# SATA Kabel



## chill_eule (21. April 2020)

Moin!

Habe momentan Probleme mit meinen HDD/SSDs im System und vermute inzwischen ganz stark, dass es an den SATA Kabeln selbst liegt 

Möchte mal fragen, was ihr so kauft.
Noname, hauptsache billig?
Markenware?
Nach Farbe?

Oder gibt es da auch besonders Empfehlenswerte?

Meine Kabel sind bisher diese: 

DeLOCK SATA 6Gb/s Kabel Flexi weiß 0.5m ab &euro;' '2,07 (2020) | Preisvergleich Geizhals Deutschland

Nur ein halbes Jahr alt, aber anscheinend schon defekt, bzw. "wackelig"... 

Habe nun mal meine Kabel aus dem alten System aus dem Keller geholt, die waren ca. 7 Jahre im Einsatz und scheinen zu funktionieren...

Ich dachte, so ne "Flexi" Kabel sind besonders toll, aber anscheinend genau das Gegenteil 

MfG

Eule


----------



## Finallin (21. April 2020)

Also richtige Probleme, oder einen defekt bei SATA- Kabeln hatte ich noch nie.
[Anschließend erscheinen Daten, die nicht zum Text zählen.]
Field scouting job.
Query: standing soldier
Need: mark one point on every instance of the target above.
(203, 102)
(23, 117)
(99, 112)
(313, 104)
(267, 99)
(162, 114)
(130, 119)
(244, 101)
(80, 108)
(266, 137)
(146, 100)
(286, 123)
Aber ich konnte schon die Erfahrung machen das die ganz billigen nicht immer wirklich fest sitzen, kommt aber auch darauf an gut die "Busche" gefertigt ist. 
Ich nutze diese hier, bisher ohne irgendwelche Schwierigkeiten. 

BitFenix SATA 3 Kabel 30cm - sleeved weiss/schwarz

Wenn man den Sleeve mal außen vor lässt, ist es meiner Meinung nach aber ein normales Kabel, ohne irgendetwas besonderes dran...


----------



## PC-Bastler_2011 (21. April 2020)

Wie oft ziehst du die Kabel denn raus?

Ich nutze ebenfalls die gut&günstigen, sofern die Kabel, die beim MB dabei waren nicht ausreichen


----------



## chill_eule (21. April 2020)

Eigentlich nie @PC-Bastler_2011

Um so mehr wundert es mich, dass die neueren Kabel nicht funktionieren, die uralten dagegen schon 

Jemand zufällig Erfahrung mit sowas hier?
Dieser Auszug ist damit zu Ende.